Despite her suspicion of betrayal, she covered for Grant as long as she could. When Hamisi and Jauhar demanded she hand over the thumb drive she denied having it, telling them nothing of him. She refused to acknowledge his involvement, even when they showed her a few dark and grainy pictures of him carrying her limp, feverish body from his boat. Another of him leaning in to kiss her forehead after he tucked her into the passenger seat of the vehicle he’d stolen. She remembered nothing of that moment. Her heart ached at how far he’d gone in his ruse, even when he didn’t need to act the part.
Why would he kiss me if he didn’t have to?
A loud crack of a whip snapped her attention from the confusing thought.

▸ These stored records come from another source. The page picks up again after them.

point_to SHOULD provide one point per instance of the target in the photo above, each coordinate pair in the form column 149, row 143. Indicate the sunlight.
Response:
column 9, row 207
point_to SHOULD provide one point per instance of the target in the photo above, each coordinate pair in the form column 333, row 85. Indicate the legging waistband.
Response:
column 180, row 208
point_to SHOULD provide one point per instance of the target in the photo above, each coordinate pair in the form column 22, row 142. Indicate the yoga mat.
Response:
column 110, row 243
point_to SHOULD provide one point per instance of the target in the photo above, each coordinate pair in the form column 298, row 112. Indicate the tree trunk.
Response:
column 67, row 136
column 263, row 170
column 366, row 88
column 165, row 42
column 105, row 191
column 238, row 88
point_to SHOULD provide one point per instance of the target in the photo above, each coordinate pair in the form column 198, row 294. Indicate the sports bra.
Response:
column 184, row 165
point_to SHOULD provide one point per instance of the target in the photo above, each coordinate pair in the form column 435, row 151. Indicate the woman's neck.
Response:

“I don’t know who he is. I woke up in a clinic and ran when
Ham’s
men blew it up.”
Hamisi lunged toward her, Jauhar stopping
him with a single, clipped rebuke. Jauhar’s previously forgiving expression hardened to one of impatience as he stepped closer to her, so close she could nearly taste his breath when he spoke. “You and I have quite a few things to settle, pet.” His warm finger trailed delicately along her hairline, his touch sending bile rushing to the back of her throat. She swallowed it back as he continued his sick game, caressing her cheek before curling his finger under her chin, forcing her to look him in the eyes. “But you must first understand you have choices to make.” She strained to meet his gaze. He stood there silent as he studied her for a moment longer, his expression shifting once more. A deep crease appeared between his eyes, his hand tightening on her lower jaw until she’d had no choice but to open her mouth. A bitter taste coated her tongue before he released her jaw. Whatever it was had dissolved before she could spit it out. “Until the day you choose not to lie to me, pet, we will have to use a bit of persuasion to get to the truth.”